26 June 2009 – The National Energy Regulator of South Africa (NERSA) granted a 31.3 percent tariff rise to utility Eskom on Thursday, short of its request for a 34 percent hike, fuelling inflation fears and provoking public anger from businesses and labour when it asked for the increased tariff to pay for new power projects.
Eskom, which provides 95 percent of the country’s power, is battling to meet demand in Africa’s biggest economy.
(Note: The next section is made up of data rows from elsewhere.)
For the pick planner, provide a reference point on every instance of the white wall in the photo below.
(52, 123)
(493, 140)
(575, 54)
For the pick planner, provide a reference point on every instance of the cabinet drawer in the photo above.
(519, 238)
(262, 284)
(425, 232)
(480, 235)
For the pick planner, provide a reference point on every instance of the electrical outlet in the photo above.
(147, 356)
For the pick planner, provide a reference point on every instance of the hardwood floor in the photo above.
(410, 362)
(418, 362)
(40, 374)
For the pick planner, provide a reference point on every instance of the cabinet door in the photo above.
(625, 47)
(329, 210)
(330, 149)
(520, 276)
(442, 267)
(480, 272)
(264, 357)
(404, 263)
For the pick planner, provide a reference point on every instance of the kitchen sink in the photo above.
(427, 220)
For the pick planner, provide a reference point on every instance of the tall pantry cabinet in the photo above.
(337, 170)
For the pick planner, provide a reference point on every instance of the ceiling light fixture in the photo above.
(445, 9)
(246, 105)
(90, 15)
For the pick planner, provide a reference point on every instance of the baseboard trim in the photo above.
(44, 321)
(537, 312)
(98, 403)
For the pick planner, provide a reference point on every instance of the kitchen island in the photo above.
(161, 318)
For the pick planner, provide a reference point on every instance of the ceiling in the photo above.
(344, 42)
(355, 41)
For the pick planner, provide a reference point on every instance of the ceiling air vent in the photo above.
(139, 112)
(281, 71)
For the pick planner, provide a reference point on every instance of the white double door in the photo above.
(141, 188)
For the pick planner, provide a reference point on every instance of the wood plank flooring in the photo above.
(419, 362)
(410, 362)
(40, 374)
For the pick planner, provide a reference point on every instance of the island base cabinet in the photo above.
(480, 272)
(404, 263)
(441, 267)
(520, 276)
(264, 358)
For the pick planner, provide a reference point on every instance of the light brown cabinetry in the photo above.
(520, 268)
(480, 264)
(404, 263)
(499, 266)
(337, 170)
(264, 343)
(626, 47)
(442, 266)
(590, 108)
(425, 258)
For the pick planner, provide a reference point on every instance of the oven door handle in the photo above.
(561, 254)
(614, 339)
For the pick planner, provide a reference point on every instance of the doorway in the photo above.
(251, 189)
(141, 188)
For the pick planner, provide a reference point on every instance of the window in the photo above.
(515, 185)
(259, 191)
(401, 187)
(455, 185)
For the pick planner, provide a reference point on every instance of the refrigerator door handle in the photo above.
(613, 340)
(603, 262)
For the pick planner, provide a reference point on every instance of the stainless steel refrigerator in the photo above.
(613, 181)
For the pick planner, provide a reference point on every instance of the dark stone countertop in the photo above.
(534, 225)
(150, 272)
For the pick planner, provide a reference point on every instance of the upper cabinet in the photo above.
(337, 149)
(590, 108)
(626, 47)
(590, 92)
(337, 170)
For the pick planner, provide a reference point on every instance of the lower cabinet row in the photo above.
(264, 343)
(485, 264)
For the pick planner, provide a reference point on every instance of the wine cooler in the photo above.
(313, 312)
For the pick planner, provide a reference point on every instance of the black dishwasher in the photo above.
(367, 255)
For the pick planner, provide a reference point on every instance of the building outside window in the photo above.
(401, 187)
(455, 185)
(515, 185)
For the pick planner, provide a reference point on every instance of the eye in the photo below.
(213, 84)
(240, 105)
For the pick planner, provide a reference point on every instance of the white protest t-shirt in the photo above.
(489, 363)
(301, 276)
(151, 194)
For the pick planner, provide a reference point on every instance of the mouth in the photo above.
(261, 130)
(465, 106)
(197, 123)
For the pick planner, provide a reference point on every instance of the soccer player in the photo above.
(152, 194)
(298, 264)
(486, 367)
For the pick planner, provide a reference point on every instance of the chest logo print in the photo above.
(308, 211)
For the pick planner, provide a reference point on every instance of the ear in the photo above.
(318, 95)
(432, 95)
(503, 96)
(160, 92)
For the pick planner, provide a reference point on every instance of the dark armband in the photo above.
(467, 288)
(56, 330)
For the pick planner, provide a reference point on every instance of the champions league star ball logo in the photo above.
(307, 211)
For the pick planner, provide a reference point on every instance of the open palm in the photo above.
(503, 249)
Eskom has said the global economic crisis had badly hit its ability to borrow, and failure to grant it a significant increase would increase the risk that South Africa is exposed to in terms of security of power.
The tariff would run from July 1, 2009 to March 31, 2010, but the power regulator said South Africa’s poorest power users would only pay an additional 15 percent for electricity.
Eskom has said it plans to submit a new request later this year to cover a three-year period to the end of March 2012.
Critics say higher tariffs will add further pressure on consumers, struggling with the fallout of the global economic slowdown and South Africa’s first recession in 17 years.
South Africa’s energy and public enterprises ministries — which oversee Eskom and the energy sector — said in a joint statement the country was not an efficient user of electricity. It said tariffs have historically been increased at a rate lower than inflation, which was not commercially viable.
State-owned Eskom applied for the increase to help pay for its plan to expand power generation capacity over the next five years, which will cost 385 billion rand ($47.41 billion).